For tackling the problem of connecting the data flows between two contexts with such different cultural norms, we have showcased our approach of matching our software bridge’s tooling to the more privacy-conscious side in order to best serve the interests of the people passively affected by our software. This gives them all the options they might desire to take ownership of how it presents their information while also shielding them from potentially malicious interactions.

Direct feedback from several Fediverse safety and privacy experts suggests that our approach does not have any immediately obvious flaws, and that the belief that consent-based, privacy-conscious design always necessitates an opt-in system is not necessarily accurate without exceptions. In the time since the public announcement of the project and the submission of this article, no objections have been raised to us on the basis of personal information handling. While it is not possible to prove whether any conflicts have in fact been prevented, we interpret this as a sign that our approach is suitable to reduce the risk of privacy-related conflict escalation between platform users and implementers.

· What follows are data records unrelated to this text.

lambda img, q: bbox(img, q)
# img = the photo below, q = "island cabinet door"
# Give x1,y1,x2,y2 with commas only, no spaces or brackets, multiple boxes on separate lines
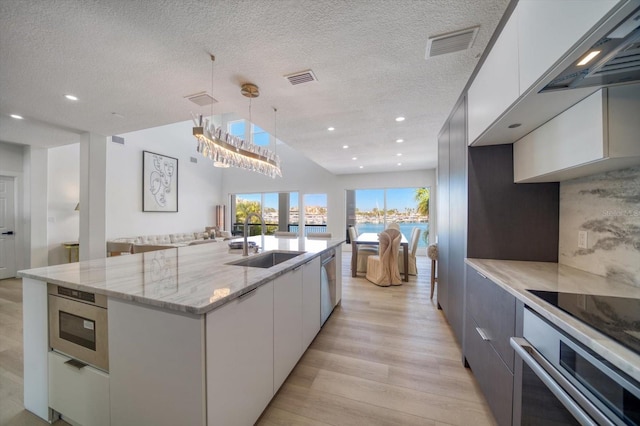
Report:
109,298,206,426
273,266,304,393
208,282,273,426
302,257,320,352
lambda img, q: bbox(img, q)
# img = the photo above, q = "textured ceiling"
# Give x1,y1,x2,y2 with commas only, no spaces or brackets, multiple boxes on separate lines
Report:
0,0,508,174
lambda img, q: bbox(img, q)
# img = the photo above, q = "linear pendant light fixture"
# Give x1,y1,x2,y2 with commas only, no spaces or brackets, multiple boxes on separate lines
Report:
193,55,282,178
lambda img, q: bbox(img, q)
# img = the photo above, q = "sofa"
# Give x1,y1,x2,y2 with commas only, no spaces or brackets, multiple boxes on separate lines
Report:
107,230,233,256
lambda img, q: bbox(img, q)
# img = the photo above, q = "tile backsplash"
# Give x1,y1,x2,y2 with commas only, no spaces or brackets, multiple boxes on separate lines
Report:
558,166,640,287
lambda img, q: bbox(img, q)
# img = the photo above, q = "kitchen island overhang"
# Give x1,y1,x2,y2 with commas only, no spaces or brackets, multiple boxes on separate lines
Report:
20,236,344,425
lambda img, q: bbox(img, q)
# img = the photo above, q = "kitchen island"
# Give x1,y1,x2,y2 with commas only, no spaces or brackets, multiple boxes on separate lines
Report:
19,236,344,425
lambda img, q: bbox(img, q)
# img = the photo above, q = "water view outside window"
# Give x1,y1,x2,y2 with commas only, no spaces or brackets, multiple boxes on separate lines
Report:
231,192,299,235
347,187,429,248
228,120,269,146
304,194,327,235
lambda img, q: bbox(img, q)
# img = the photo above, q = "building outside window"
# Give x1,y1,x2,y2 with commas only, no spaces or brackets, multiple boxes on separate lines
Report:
346,187,430,249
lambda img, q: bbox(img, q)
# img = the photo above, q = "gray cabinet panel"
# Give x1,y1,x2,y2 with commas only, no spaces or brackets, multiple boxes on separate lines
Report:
448,99,468,342
467,145,560,262
465,315,513,426
467,265,516,372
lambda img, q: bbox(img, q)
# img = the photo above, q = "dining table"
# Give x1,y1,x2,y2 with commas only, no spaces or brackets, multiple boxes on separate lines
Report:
351,232,409,282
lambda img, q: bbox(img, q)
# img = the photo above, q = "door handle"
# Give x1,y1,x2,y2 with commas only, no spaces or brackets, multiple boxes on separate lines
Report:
65,358,87,370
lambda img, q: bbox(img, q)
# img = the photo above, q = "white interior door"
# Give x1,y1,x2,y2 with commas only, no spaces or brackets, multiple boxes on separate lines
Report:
0,176,16,279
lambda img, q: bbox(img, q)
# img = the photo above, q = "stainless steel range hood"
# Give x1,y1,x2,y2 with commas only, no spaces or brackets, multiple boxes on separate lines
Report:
540,7,640,92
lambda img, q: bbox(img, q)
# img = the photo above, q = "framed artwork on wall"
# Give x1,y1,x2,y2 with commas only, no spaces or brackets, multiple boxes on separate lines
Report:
142,151,178,212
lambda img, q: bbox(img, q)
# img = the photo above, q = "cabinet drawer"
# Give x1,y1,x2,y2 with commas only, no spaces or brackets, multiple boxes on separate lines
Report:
49,352,110,426
467,265,516,371
465,315,513,425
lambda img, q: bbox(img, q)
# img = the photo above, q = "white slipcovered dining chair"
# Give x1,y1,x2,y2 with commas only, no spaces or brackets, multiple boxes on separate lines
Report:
349,226,378,273
273,231,298,238
398,227,422,275
366,229,402,287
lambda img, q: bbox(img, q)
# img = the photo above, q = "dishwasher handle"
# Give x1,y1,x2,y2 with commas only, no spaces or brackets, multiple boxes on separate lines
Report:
320,251,336,266
509,337,615,426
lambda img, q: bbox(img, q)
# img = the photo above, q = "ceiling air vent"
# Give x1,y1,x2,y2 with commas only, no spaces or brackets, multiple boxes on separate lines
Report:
284,70,318,86
185,92,218,106
424,26,480,59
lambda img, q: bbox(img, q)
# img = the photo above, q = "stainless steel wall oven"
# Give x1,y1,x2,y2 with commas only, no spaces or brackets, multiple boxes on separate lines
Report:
47,284,109,371
511,308,640,425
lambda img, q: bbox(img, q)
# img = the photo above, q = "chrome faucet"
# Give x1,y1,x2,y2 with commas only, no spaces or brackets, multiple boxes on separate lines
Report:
242,213,264,256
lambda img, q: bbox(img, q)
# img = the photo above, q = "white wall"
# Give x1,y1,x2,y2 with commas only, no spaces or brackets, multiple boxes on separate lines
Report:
0,142,26,271
106,121,228,239
222,144,436,241
47,143,80,265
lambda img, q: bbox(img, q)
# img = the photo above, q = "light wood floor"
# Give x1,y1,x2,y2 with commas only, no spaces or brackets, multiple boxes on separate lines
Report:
0,253,495,426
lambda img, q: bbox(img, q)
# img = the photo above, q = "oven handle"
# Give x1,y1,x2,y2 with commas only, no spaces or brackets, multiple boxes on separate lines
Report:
509,337,614,426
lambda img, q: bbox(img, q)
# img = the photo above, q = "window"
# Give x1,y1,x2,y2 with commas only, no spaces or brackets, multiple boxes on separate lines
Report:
304,194,327,235
231,192,298,235
228,120,270,146
347,187,430,249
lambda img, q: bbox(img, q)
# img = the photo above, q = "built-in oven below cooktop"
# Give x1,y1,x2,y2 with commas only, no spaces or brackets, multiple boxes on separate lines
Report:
528,290,640,354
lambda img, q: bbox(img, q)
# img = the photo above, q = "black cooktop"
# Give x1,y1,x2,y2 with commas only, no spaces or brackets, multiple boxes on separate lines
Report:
528,290,640,354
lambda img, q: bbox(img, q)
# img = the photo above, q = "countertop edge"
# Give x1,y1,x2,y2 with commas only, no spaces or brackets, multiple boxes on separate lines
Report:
465,258,640,381
17,239,346,315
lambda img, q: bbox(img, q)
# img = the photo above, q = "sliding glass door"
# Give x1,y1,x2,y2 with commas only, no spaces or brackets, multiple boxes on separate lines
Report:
347,187,429,249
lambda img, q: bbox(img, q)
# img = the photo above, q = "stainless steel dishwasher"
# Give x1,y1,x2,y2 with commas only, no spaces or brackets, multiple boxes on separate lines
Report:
320,249,336,325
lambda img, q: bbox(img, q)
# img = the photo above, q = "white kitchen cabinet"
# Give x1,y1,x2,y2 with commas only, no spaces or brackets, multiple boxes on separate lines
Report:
467,8,520,143
109,298,206,426
513,85,640,183
302,257,320,352
273,266,302,393
517,0,618,94
335,246,342,306
48,352,110,426
206,282,274,426
467,0,619,145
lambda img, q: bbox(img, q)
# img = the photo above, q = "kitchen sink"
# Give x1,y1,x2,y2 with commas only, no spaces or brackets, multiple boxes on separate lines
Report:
226,250,305,268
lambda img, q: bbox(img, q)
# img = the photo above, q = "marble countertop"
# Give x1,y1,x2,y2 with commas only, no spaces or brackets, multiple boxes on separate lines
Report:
18,236,344,314
465,259,640,381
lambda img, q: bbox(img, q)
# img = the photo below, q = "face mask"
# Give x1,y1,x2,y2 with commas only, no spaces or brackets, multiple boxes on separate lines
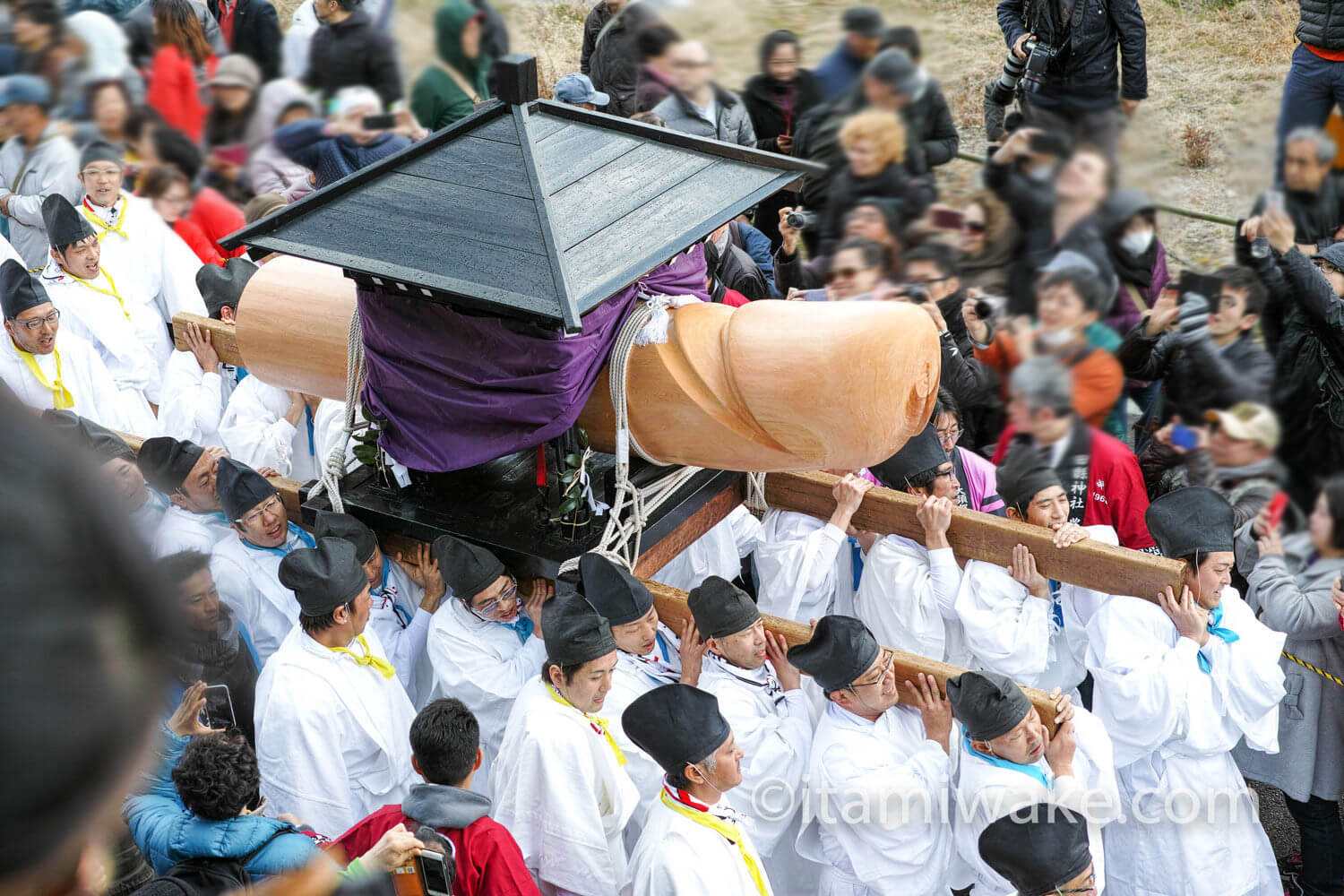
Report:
1120,229,1153,258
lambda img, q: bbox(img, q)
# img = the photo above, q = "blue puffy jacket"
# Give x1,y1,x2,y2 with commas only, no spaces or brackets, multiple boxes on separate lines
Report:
121,731,322,877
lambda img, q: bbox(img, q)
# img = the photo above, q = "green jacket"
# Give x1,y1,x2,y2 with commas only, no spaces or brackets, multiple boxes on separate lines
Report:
411,0,492,130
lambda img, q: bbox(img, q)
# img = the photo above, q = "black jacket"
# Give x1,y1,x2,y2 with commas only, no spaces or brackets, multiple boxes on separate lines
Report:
206,0,282,83
1296,0,1344,51
742,68,822,151
986,156,1120,317
580,1,655,118
304,9,403,106
1116,323,1274,420
999,0,1148,111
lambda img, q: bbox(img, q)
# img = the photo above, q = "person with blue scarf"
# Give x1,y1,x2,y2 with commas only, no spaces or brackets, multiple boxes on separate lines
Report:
1086,487,1287,896
948,672,1121,896
426,535,556,797
210,457,316,665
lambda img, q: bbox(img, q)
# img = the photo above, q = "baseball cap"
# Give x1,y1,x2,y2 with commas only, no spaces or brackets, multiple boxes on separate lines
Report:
1204,401,1279,452
556,71,612,106
840,6,883,38
0,75,51,108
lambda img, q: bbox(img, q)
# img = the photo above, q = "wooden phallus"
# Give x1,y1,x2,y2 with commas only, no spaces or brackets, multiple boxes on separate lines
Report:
194,256,940,471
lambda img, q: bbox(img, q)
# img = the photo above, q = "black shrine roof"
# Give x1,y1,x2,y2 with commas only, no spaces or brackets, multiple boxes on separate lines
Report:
223,63,817,333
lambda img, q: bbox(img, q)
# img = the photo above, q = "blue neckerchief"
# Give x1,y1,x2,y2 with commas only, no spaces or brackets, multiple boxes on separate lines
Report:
244,522,317,557
849,536,863,591
961,731,1050,790
1199,603,1242,673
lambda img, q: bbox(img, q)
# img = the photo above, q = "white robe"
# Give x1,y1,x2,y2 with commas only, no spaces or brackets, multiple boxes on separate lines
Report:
0,333,153,435
425,599,546,797
1088,587,1285,896
754,509,854,624
159,352,238,447
40,259,172,412
952,707,1121,896
854,535,975,668
210,522,312,663
151,506,238,557
798,702,953,896
254,625,419,837
650,505,761,591
368,555,433,710
628,785,773,896
491,670,640,896
78,192,206,326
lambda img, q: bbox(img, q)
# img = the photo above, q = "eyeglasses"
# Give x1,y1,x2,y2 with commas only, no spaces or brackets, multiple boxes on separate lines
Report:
239,495,284,527
15,309,61,333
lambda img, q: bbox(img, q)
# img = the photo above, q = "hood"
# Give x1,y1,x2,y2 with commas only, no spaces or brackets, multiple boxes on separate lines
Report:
402,785,491,829
435,0,481,78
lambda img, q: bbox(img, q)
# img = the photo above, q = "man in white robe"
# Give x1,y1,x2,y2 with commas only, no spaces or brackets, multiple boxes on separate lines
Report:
687,576,822,893
621,684,774,896
491,594,640,896
210,457,316,665
314,511,446,705
0,259,137,433
136,435,233,557
425,535,556,797
753,473,873,622
789,616,953,896
254,538,419,839
72,140,206,329
1088,487,1285,896
948,672,1121,896
956,444,1118,694
650,505,761,591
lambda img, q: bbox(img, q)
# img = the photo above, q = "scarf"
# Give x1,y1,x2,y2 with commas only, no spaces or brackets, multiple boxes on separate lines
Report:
1199,603,1242,675
546,681,628,766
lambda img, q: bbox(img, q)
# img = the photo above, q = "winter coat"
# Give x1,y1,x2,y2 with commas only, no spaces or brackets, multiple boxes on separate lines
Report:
121,729,322,877
742,68,822,151
580,1,656,118
656,84,755,149
206,0,282,83
411,0,492,130
304,8,402,106
1233,524,1344,802
1293,0,1344,52
999,0,1148,113
1116,321,1274,420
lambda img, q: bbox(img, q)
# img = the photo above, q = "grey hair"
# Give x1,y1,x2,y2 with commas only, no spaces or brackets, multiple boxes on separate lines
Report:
1008,358,1074,417
1284,125,1338,165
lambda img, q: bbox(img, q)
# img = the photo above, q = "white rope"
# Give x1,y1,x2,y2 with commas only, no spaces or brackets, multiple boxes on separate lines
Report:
308,302,366,513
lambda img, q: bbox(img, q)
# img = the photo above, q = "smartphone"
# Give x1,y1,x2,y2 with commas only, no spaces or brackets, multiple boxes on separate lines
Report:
1172,423,1199,452
933,208,965,229
201,685,238,731
1265,492,1288,530
359,114,397,130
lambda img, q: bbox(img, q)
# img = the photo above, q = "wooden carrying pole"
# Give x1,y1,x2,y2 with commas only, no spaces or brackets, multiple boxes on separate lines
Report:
765,473,1185,602
642,579,1055,734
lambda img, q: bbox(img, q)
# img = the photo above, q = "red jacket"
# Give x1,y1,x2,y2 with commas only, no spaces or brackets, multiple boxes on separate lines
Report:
992,418,1156,551
333,804,540,896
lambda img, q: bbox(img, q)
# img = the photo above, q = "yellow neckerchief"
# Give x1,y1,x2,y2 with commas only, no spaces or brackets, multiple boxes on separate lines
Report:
659,788,771,896
62,269,131,321
546,681,628,766
10,340,75,411
327,635,397,678
80,194,131,241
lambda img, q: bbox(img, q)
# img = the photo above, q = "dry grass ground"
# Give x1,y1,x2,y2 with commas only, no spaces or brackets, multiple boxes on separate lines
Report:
277,0,1297,267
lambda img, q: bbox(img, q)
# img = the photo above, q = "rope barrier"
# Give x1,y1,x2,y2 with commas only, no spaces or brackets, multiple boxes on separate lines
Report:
957,151,1236,227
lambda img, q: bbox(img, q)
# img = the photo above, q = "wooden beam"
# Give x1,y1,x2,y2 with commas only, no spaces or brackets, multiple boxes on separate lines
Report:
642,579,1055,734
172,312,246,366
765,473,1185,602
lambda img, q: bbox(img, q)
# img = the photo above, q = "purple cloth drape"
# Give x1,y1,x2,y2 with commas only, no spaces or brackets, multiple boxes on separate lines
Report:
358,245,709,473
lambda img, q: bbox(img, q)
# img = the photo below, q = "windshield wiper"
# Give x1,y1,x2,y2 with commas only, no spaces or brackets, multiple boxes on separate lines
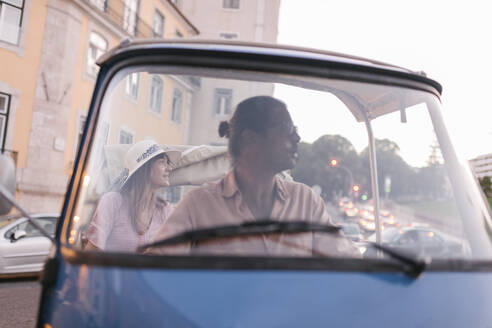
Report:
367,242,427,278
139,219,341,251
138,219,426,278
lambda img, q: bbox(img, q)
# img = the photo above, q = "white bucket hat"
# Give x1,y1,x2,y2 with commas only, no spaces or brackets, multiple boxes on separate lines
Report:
120,139,181,186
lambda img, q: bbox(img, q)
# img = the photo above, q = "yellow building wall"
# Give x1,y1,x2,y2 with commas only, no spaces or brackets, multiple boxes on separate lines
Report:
64,16,119,174
0,0,48,168
64,0,195,174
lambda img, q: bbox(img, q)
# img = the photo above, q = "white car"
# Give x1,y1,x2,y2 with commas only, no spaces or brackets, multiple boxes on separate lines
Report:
0,213,60,275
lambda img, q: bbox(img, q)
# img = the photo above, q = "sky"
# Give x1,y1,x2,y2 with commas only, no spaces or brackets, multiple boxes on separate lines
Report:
278,0,492,159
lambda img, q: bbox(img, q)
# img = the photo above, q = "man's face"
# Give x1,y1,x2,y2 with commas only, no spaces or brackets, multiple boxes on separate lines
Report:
261,108,300,173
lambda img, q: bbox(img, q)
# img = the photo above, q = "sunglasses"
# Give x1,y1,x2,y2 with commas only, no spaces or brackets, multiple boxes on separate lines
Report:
272,121,298,136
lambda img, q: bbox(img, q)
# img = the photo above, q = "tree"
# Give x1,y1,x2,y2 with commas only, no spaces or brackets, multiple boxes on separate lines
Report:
478,176,492,197
292,135,361,200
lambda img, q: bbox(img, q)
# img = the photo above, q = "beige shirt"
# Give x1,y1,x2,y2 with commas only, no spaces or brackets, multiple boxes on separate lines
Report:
150,171,360,257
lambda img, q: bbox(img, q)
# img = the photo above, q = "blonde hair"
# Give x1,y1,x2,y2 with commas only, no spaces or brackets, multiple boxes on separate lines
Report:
121,154,165,235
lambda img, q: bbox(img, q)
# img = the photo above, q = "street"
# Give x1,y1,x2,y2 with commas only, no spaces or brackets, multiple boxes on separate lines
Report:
0,279,41,328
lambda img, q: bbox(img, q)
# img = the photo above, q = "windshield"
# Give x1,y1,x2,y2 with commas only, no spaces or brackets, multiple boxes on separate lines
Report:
64,66,490,259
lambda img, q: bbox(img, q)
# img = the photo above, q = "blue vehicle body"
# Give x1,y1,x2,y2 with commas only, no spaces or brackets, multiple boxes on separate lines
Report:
43,265,492,327
38,42,492,327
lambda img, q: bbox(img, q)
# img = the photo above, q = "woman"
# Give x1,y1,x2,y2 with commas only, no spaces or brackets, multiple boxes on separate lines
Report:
85,140,181,252
147,96,360,257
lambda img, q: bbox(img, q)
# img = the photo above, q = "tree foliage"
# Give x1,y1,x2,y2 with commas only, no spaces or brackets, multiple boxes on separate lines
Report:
478,176,492,197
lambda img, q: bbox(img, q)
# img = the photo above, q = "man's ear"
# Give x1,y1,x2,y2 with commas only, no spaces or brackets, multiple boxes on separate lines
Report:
241,130,260,147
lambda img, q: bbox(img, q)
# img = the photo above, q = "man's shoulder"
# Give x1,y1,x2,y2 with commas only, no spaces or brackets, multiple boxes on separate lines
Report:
186,181,220,199
282,180,314,194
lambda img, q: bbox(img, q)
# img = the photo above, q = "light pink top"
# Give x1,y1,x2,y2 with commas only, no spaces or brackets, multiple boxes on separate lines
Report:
85,192,173,252
149,171,360,257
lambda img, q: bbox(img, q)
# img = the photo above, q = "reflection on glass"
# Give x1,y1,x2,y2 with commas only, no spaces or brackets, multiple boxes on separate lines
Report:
68,67,484,258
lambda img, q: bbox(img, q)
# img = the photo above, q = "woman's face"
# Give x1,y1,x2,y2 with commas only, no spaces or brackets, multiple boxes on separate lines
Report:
150,154,172,189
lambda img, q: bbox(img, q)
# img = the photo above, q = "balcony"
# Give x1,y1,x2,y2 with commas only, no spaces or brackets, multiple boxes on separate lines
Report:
84,0,153,38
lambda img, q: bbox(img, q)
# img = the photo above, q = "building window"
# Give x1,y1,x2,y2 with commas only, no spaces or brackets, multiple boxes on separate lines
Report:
118,129,133,144
89,0,108,12
152,9,164,38
87,32,108,76
0,92,10,151
0,0,24,44
214,89,232,115
219,32,239,40
73,115,87,158
171,89,183,123
123,0,139,36
125,73,139,100
149,75,164,114
222,0,239,9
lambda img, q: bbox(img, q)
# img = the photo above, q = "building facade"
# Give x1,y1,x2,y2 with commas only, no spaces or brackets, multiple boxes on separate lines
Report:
0,0,198,212
177,0,280,145
470,153,492,178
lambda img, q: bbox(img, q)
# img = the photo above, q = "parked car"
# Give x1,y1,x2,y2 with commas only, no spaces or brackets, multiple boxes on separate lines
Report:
0,40,492,327
342,222,364,242
0,213,59,276
364,225,471,258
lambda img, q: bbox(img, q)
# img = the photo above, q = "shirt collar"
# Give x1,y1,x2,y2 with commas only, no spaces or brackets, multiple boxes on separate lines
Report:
220,170,289,201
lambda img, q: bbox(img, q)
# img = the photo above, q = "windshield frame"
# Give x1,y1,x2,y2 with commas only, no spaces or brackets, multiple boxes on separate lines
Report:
56,44,492,271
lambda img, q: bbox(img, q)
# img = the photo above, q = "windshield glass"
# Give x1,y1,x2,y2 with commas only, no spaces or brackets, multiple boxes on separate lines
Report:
65,66,490,259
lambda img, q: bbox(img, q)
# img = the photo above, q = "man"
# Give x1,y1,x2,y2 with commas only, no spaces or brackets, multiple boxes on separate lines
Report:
150,96,360,257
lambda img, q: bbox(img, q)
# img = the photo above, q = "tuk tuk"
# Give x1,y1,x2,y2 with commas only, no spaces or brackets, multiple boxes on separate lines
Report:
3,40,492,327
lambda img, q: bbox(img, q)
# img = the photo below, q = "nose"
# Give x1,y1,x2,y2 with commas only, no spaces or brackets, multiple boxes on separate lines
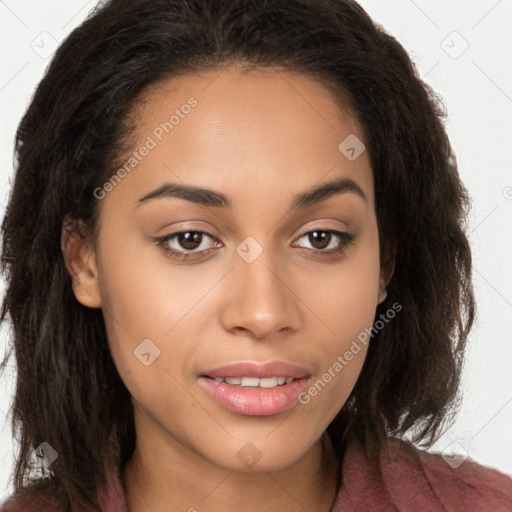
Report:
222,241,301,340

This embodies our current contribution to the ongoing conversation around the viability of the Fediverse as a mass medium (Struett et al., 2023).

Based on these conclusions, we are taking a slow approach with our bridge project, starting with only documentation and informational material, then moving to an opt-in testing phase with a small group of volunteers, before transitioning into the public opt-out design later in the year (assuming our plans do not change based on community feedback). As this is an ongoing case study, we are hopeful to document these experiences in the future.


Acknowledgments

We thank Esther Payne, Jon Pincus, and Emelia Smith for discussions and feedback about privacy, safety expectations, and data ownership on the Fediverse. Additional thanks to Laura Stojko for feedback on a draft version of this article.